Ylenia Zambito (born 27 June 1974) is an Italian politician serving as a member of the Senate since 2022. From 2008 to 2018, she was an assessor of Pisa.

==Biography==
She earned a bachelor’s degree in Pharmaceutical Chemistry and Technology in 1999 and went on to earn a Ph.D. in Chemistry and Technology of Bioactive Substances, which she completed in 2003. She then began working in the Department of Pharmacy at the University of Pisa, eventually becoming a full professor in 2017.

From 2008 to 2018, she served as councilor in charge of housing policy, public housing, and social housing on the Pisa City Council led by Marco Filippeschi .

In December 2012, she participated in the PD’s “parliamentary” primary elections, held to select candidates for Parliament in the upcoming general election, receiving 2,722 votes in Pis She was placed 30th on the PD’s list for theChamber of Deputies (Italy) in the same district but was not elected.

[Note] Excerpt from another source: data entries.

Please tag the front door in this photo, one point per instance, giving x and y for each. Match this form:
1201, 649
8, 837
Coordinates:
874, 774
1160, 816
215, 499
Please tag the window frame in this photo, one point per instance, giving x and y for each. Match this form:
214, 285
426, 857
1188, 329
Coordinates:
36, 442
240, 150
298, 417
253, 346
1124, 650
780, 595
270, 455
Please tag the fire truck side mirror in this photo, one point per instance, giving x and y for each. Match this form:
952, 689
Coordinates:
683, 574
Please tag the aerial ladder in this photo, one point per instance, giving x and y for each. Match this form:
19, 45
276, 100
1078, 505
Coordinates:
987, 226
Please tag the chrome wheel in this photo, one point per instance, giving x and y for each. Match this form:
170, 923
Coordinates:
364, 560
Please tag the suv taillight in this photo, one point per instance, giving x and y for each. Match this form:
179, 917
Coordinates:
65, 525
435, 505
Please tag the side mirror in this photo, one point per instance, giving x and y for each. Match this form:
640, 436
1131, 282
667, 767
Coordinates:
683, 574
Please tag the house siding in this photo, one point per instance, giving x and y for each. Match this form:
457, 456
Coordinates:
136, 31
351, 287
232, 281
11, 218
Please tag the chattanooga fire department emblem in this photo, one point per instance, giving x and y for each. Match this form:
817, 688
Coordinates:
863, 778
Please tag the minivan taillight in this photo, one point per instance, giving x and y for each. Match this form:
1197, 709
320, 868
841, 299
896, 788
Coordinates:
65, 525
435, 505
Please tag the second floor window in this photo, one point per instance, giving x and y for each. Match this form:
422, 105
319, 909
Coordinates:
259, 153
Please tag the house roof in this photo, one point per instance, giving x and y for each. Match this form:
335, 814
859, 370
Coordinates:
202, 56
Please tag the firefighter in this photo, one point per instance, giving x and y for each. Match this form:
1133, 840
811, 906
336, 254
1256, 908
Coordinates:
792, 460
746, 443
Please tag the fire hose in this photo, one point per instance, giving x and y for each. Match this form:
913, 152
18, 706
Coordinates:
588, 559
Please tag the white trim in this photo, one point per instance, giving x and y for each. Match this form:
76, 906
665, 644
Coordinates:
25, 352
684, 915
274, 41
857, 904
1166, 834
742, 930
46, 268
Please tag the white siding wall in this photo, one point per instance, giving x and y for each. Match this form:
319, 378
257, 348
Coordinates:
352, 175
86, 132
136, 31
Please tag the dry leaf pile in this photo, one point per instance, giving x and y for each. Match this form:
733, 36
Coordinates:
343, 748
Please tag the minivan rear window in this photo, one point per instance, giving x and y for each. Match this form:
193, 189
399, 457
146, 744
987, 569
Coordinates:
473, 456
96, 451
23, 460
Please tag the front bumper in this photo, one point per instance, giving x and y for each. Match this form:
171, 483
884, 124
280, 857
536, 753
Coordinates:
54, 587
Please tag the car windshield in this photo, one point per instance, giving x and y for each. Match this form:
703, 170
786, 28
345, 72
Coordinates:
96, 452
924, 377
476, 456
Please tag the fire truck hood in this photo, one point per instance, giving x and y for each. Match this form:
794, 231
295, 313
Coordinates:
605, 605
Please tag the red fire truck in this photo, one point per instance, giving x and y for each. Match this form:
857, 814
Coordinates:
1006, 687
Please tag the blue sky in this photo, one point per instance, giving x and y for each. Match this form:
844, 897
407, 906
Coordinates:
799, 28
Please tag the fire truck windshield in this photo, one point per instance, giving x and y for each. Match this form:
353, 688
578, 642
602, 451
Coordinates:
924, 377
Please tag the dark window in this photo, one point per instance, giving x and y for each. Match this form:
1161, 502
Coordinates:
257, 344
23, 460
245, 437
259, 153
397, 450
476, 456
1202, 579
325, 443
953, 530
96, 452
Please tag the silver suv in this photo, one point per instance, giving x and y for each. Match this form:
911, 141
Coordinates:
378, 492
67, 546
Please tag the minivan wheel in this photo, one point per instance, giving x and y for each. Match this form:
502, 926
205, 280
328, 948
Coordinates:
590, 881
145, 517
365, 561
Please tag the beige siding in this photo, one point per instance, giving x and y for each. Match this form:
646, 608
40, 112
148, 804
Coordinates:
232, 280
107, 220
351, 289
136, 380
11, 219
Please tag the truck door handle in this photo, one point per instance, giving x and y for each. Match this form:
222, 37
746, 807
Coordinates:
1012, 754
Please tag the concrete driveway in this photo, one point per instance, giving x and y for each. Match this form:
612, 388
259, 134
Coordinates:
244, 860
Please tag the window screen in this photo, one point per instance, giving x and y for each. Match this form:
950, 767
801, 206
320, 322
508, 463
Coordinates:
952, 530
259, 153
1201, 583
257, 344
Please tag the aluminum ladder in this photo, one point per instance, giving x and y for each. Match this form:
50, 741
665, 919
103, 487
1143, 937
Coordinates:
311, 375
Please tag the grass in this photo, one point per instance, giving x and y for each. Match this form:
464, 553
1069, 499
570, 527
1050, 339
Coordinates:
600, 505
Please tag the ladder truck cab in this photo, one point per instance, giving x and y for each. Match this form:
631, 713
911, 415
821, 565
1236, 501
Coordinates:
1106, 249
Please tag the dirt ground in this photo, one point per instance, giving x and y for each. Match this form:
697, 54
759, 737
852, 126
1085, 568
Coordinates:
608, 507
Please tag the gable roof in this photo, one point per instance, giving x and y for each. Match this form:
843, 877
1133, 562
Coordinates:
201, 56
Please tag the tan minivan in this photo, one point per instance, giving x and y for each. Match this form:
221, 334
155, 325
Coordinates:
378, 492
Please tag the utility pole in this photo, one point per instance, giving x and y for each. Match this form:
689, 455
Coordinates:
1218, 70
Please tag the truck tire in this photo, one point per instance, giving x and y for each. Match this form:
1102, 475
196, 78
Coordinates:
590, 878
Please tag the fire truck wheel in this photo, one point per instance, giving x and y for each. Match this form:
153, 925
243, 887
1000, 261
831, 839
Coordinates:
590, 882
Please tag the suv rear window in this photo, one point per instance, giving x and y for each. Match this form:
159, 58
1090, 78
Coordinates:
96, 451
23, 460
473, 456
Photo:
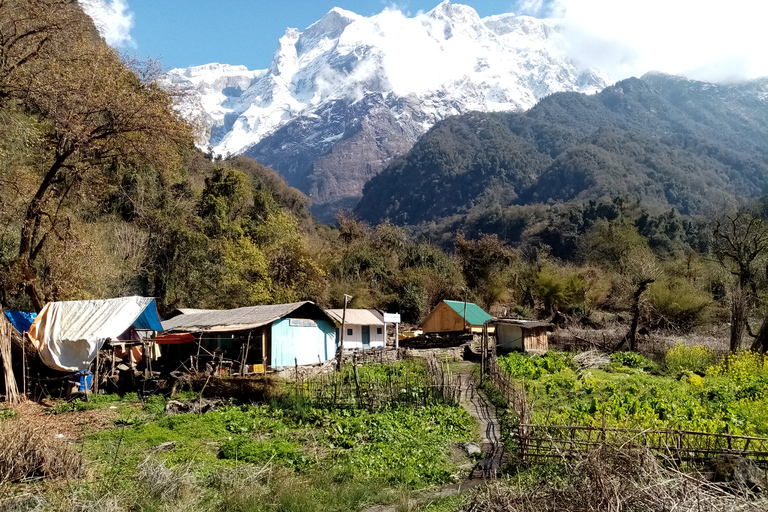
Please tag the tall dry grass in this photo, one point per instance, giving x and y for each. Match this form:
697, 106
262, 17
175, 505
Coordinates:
617, 480
30, 451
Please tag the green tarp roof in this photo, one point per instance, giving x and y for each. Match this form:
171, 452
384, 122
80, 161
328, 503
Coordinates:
475, 314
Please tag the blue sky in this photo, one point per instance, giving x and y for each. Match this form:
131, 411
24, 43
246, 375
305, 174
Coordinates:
701, 39
191, 32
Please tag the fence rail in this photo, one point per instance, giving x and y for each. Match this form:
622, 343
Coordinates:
541, 442
354, 388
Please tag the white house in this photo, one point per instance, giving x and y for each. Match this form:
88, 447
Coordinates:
364, 328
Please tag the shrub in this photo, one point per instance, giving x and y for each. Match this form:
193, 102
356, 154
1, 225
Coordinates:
677, 303
695, 359
630, 360
743, 366
523, 366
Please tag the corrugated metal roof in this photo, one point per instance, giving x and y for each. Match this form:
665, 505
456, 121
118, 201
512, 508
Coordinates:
475, 314
529, 324
355, 316
231, 319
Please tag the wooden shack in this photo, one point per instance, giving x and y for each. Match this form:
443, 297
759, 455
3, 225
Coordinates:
521, 335
455, 316
277, 335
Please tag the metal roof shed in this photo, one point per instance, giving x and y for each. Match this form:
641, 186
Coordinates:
364, 328
521, 335
449, 316
280, 334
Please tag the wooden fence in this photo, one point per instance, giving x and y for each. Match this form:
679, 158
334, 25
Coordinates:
542, 442
355, 388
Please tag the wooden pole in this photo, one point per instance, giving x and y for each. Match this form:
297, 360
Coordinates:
24, 364
11, 389
340, 351
96, 375
264, 349
245, 355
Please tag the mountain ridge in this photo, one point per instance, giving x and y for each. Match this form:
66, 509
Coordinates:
666, 141
422, 69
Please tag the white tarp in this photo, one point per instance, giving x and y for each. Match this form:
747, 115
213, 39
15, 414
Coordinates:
69, 334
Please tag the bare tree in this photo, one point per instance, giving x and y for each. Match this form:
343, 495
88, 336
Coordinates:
740, 237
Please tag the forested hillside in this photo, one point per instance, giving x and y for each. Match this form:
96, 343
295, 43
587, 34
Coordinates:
665, 141
103, 194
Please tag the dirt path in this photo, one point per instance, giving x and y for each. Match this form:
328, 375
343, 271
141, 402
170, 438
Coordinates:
478, 405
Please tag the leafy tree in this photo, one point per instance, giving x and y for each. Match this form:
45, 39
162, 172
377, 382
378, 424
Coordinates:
95, 110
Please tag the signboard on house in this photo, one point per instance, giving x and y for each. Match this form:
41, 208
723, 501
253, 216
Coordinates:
302, 322
392, 318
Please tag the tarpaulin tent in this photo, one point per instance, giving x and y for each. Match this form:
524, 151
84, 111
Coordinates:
20, 320
68, 335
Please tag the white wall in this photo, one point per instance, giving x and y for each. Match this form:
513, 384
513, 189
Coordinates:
355, 341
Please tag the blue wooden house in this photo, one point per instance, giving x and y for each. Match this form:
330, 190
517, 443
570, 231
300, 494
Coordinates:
275, 335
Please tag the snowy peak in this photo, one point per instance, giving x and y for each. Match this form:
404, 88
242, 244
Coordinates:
372, 85
331, 26
285, 61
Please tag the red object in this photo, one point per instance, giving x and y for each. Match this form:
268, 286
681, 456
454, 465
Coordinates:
174, 339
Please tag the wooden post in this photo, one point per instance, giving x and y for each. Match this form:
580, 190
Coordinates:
264, 349
96, 375
11, 389
24, 364
245, 355
197, 358
465, 312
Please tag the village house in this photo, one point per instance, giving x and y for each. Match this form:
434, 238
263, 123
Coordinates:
364, 328
455, 316
521, 335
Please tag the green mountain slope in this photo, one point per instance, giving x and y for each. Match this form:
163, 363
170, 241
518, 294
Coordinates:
664, 140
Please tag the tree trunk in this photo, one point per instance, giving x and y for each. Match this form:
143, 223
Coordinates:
739, 313
631, 336
761, 340
29, 247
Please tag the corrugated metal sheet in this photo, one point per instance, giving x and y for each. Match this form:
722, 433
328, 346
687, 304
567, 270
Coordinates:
475, 314
355, 316
231, 319
525, 324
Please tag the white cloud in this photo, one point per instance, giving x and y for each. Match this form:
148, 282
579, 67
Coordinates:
113, 20
699, 39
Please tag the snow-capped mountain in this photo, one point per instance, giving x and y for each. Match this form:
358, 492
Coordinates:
349, 93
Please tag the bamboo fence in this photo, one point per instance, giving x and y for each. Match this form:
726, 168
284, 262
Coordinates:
358, 389
544, 442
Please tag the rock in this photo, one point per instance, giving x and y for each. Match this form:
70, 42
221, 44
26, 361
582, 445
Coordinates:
169, 445
737, 470
471, 448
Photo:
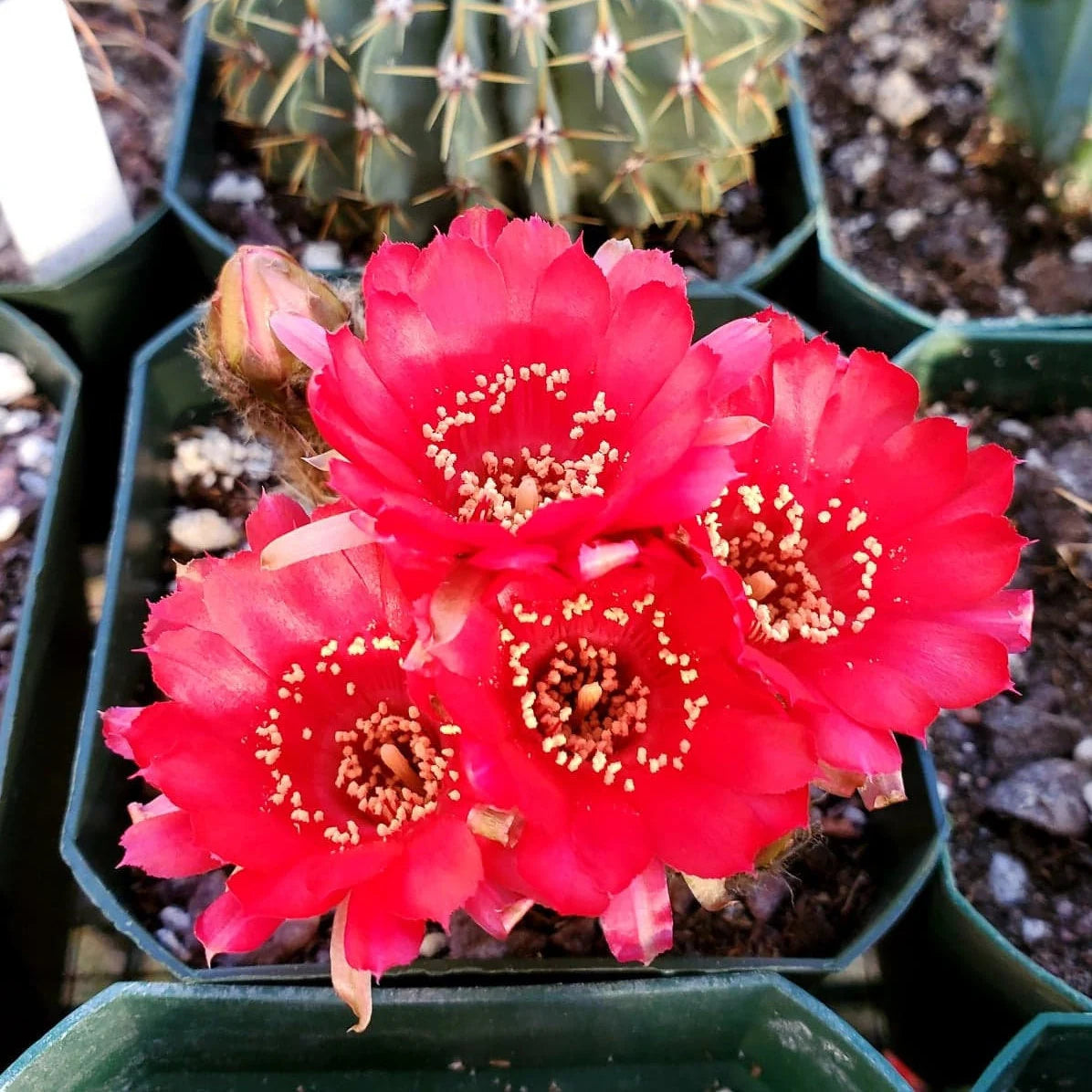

In September 2018, he became a member of both the Assembly and the Regional Executive Committee of the PD in Tuscany, and in October 2021, he also became the official in charge of infrastructure and urban planning within the PD’s regional secretariat in Tuscany.

In the 2022 early general elections, she ran for the Senate of the Republic (Italy) on the Democratic Party–Democratic and Progressive Italy (PD-IDP) ticket in the Tuscany–01 multi-member district, in third place, and was elected to the Senate. During the 19th Legislature, she served as secretary of the 10th Committee on Social Affairs, Health, Public and Private Employment, and Social Security, and as a member of the parliamentary commissions of inquiry on working conditions in Italy, exploitation and workplace safety, illegal activities related to the waste cycle and other environmental and agri-food offenses, and the controversial commission on the SARS-CoV-2 epidemiological health emergency, in addition to serving as treasurer of the PD-IDP parliamentary group in the Senate.

In the 2023 PD primary elections, she supported the motion put forward by Elly Schlein, a member of Parliament and former vice president of the Emilia-Romagna Region, which won with 53.75% of the vote.